I believe less likely because the beer will already be carbed in the keg. Ever heard the saying 'cap on foam', they are talking about capping on top of the foam produced from the fill with a beer gun from a keg. The foam is CO2 and is pushing out O2. And when you cap on foam you're trapping some of the carbonation (CO2) in the headspace. No O2 can get in.
 
Two things I've thought of recently.

First, oxygen absorbing caps, I've always used these since day one. I don't know if you mentioned having using these. So its worth a try if you don't or don't know if yours are O2 absorbing caps.

Second, do you fill and immediately crimp the caps on?
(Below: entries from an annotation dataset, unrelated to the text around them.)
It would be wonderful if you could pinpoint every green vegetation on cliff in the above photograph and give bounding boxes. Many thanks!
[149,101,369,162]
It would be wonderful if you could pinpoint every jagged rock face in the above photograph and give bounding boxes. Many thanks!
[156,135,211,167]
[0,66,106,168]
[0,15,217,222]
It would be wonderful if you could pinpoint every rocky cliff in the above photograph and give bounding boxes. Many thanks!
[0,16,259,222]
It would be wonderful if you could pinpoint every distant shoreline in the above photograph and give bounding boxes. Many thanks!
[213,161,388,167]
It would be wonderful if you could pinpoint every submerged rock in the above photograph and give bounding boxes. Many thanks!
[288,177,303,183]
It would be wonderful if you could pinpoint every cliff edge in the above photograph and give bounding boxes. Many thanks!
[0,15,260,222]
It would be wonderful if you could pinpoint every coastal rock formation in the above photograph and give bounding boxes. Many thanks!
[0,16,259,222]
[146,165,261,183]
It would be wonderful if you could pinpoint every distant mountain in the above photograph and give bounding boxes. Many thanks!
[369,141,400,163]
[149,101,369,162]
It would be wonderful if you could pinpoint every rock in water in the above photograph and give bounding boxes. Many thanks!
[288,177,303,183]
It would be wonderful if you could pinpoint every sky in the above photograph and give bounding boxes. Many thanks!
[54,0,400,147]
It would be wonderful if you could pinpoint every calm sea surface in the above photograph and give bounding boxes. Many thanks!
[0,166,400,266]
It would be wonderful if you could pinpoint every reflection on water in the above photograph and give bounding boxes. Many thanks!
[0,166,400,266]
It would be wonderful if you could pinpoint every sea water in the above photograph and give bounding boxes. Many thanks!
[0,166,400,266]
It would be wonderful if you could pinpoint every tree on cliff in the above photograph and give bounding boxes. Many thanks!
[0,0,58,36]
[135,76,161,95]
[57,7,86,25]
I only ask because I find I haven't had oxygen issues in my bottled beer and my process is fill, then rest the cap on top of the bottle, then keep filling, resting the cap on and moving on. I do not crimp the caps on until all bottles are filled and have a cap resting on top of the bottles. This is purely my non-scientific thought on this so, take it or leave it, but the agitation of filling is probably enough to cause a small amount of the CO2 to come out of solution during the bottling process. If you fill and crimp the caps on right away, the action of taking the wand out replaces the head space with regular air and you seal that in. My thought is my process of waiting till the end allows a small amount of CO2 to come out of solution while I am filling all of the bottles and that pushes out some/all of the air that made its way in after the bottling wand comes out.

Of course this could all be solves with keg fill bottles and capping on foam (I am working on getting my kegging system together since I'm sick of bottling in general anyway).